In the description in the auction catalogue is spoken about "raster square", so I started to Google on this. Surprisingly this immediately dellivered an offer on Ebay of a stamp with the optical announcement "Raster Square" and KB.
But this one cost less than 10,- US$. But OK, I bought it as research material. The seller could not give me any further information, and the search was continued. On internet there are different sites where phila-Sherlocks like me can look, and I started at Linns.com. Soon I found under the heading "Reprint" an explanation. According to U.P.U. rules stamps that have already been issued may be reprinted, if announced to the U.P.U. and if they have some significant difference compared to the original issue. And as example the stamps from the Sovjet period are mentioned, in which the raster form differed from the originals. As explanation for the reprint another Sherlock-site, of Joseph Luft, writes that the demand for stamps from that period had grown so much that there was a big shortage of them. Therefore reprints were made of many stamps by the original printer, the Sovjet state printer Goznak (Гознак in Russian, an abbreviation of Государственный знак, Gosoedarstvenny znak, or the National Mint).

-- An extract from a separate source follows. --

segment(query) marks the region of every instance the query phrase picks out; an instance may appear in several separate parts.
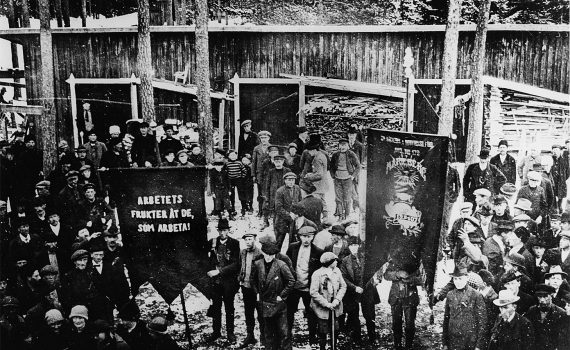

Okay, okay, all very well, but what about the high price in that auction? I searched much deeper and wrote to several clubs of Russia collectors. One of this clubs is "Die Arbeitsgemeinschaft Russland/UdSSR e.V.". It appeared that the chairman of this club, Jörg Bochmann, has written a book called "Die Erst-, Nach- und Neuauflagen der UdSSR von 1945 bis 1957" and after exchanging some letters he gave me the information that explains the high price in the auction.
Goznak had to implement the changes as required by the U.P.U. and chose to make the rasters on the printing dyes in another angle. Rasters are the lines that form the small dimples in the dye which hold the ink to be printed until it is transferred onto the paper. Our stamp originally had been printed with a parallelogram
raster and was now reprinted with a square raster.
In the image on the right the raster from the original 1948 stamp:
Left the raster of the reprint from 1956, right the raster of the original from 1948
The reprint from 1956 with square raster
The original from 1948
Also the printing size was changed. The 1948 edition measured 22,0 to 33,5 mm, the reprint 21,5 to 32,5 mm. Further the 0 in the competitors number was thick and round in the 1948 issue, and thinner on the reprint.
Left/background the original, right/foreground the smaller reprint
Supply determines the value, and that is what explains the high price. The auction catalogue speaks about a reprint from 1955. In 1955 a small edition has been printed on white paper as test for the final reprint of the 1948 stamp. In 1956 the big edition of the final reprint has been made on the same "yellowish-grayish" stamp paper as the 1948 stamps. Unfortunately there are no amounts known of the different reprints, as they were only intended for collectors, but it may be clear that the 1955 type is rare.
Only the last few years collectors distinguish between the originals and the reprints. I do not understand why so much money is now payed for reprints, but scarcity explains the rarity.
Summarizing for the "treasure hunters" amongst us: The expensive reprint is the one with an imprint of 21,5 to 32,5 mm and a thin zero, of which the paper lightens nicely bright white under a UV-lamp.
With special thanks to Jörg Bochmann.